Dit alles maakt dat bij beslissingen op klagers verzoeken tot verlof een bijzonder gewicht moet worden toegekend aan het re-integratiebelang van klager als levenslanggestrafte. In de bestreden beslissingen is hiervan onvoldoende blijk gegeven. De beslissingen tot afwijzing van klagers verzoeken om verlof in de maanden juni en juli 2020 zijn daarom onvoldoende gemotiveerd. In het bijzonder is onvoldoende toegelicht dat, al dan niet blijkend uit informatie van de inrichtingsdirecteur, in de betreffende periode in het geheel geen mogelijkheden bestonden om aan klager (beperkt) verlof te verlenen, daarbij rekening houdend met de voorwaarden van het ‘kaderbesluit’ en de toen geldende coronamaatregelen.

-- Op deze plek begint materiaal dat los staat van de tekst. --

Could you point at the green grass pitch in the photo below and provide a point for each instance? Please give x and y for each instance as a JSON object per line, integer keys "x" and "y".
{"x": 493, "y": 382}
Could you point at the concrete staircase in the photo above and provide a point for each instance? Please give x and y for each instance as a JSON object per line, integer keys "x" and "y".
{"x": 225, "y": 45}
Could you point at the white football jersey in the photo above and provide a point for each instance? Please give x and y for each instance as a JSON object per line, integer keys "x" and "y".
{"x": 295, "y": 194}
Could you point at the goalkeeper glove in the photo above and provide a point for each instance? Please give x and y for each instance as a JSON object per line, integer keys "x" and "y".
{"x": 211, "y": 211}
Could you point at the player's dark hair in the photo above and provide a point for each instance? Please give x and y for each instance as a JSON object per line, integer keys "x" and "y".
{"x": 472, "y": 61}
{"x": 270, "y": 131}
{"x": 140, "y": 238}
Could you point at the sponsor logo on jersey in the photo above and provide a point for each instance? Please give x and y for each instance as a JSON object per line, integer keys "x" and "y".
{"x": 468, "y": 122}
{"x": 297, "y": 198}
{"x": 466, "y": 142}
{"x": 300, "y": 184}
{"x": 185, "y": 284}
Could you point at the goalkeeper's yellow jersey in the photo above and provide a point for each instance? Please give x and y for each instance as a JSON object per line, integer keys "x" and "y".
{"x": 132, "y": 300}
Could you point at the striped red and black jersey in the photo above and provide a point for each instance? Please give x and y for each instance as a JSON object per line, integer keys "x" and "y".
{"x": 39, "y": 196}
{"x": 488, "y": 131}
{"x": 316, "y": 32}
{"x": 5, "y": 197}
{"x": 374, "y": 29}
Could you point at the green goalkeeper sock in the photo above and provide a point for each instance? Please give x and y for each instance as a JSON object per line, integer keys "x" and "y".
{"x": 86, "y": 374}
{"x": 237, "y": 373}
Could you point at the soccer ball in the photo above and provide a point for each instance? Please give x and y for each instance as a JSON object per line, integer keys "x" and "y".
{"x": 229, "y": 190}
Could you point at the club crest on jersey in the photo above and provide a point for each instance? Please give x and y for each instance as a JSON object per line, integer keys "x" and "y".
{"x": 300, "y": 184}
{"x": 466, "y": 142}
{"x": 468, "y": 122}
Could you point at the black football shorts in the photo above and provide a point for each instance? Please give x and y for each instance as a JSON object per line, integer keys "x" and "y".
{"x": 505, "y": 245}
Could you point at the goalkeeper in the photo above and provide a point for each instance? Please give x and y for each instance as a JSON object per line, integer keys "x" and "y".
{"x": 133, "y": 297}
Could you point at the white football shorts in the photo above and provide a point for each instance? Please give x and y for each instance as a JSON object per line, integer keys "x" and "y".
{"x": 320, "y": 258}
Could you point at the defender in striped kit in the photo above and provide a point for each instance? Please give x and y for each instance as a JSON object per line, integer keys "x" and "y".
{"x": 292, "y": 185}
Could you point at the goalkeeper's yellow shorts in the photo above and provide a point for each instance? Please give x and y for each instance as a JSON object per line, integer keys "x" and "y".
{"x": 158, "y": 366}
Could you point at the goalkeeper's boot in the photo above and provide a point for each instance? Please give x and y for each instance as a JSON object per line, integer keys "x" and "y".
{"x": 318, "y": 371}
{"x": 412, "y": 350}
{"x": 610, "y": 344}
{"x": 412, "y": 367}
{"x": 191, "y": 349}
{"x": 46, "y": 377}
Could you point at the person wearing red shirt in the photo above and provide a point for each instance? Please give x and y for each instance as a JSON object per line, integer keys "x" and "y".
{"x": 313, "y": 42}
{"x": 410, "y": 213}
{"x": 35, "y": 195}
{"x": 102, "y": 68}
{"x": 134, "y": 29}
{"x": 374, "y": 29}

Gelet op het voorgaande zal de beroepscommissie het beroep gegrond verklaren en de bestreden beslissingen vernietigen. Zij zal, gezien het aan de beslissingen klevende motiveringsgebrek, verweerder opdragen een nieuwe beslissing te nemen met inachtneming van deze uitspraak binnen een termijn van twee weken na ontvangst daarvan. Verweerder wordt daarbij opgedragen bij deze beslissing de mogelijkheid van het inhalen van een of meer verloven te betrekken.

4. De uitspraak

De beroepscommissie verklaart het beroep gegrond en vernietigt de bestreden beslissingen. Zij draagt verweerder op een nieuwe beslissing te nemen met inachtneming van deze uitspraak binnen een termijn van twee weken na ontvangst daarvan. Zij kent klager geen tegemoetkoming toe.

 

Deze uitspraak is op 14 mei 2021 gedaan door de beroepscommissie, bestaande uit mr. D. van der Sluis, voorzitter, mr. S. Djebali en mr. J.M.L. Niederer, leden, bijgestaan door mr. M.G. Bikker, secretaris.